## likelihood-free inference by ratio estimation

“This approach for posterior estimation with generative models mirrors the approach of Gutmann and Hyvärinen (2012) for the estimation of unnormalised models. The main difference is that here we classify between two simulated data sets while Gutmann and Hyvärinen (2012) classified between the observed data and simulated reference data.”
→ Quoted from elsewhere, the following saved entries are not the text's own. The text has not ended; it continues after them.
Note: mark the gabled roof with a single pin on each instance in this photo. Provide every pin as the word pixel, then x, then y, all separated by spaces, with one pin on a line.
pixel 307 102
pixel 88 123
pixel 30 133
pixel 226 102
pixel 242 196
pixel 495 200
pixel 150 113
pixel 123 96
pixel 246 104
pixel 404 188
A 2018 arXiv posting by Owen Thomas et al. (including my colleague at Warwick, Rito Dutta, CoI warning!) about estimating the likelihood (and the posterior) when it is intractable. Likelihood-free but not ABC, since the ratio likelihood to marginal is estimated in a non- or semi-parametric (and biased) way. Following Geyer’s 1994 fabulous estimate of an unknown normalising constant via logistic regression, the current paper which I read in preparation for my discussion in the ABC optimal design in Salzburg uses probabilistic classification and an exponential family representation of the ratio. Opposing data from the density and data from the marginal, assuming both can be readily produced. The logistic regression minimizing the asymptotic classification error is the logistic transform of the log-ratio. For a finite (double) sample, this minimization thus leads to an empirical version of the ratio. Or to a smooth version if the log-ratio is represented as a convex combination of summary statistics, turning the approximation into an exponential family,  which is a clever way to buckle the buckle towards ABC notions. And synthetic likelihood. Although with a difference in estimating the exponential family parameters β(θ) by minimizing the classification error, parameters that are indeed conditional on the parameter θ. Actually the paper introduces a further penalisation or regularisation term on those parameters β(θ), which could have been processed by Bayesian Lasso instead. This step is essentially dirving the selection of the summaries, except that it is for each value of the parameter θ, at the expense of a X-validation step. This is quite an original approach, as far as I can tell, but I wonder at the link with more standard density estimation methods, in particular in terms of the precision of the resulting estimate (and the speed of convergence with the sample size, if convergence there is).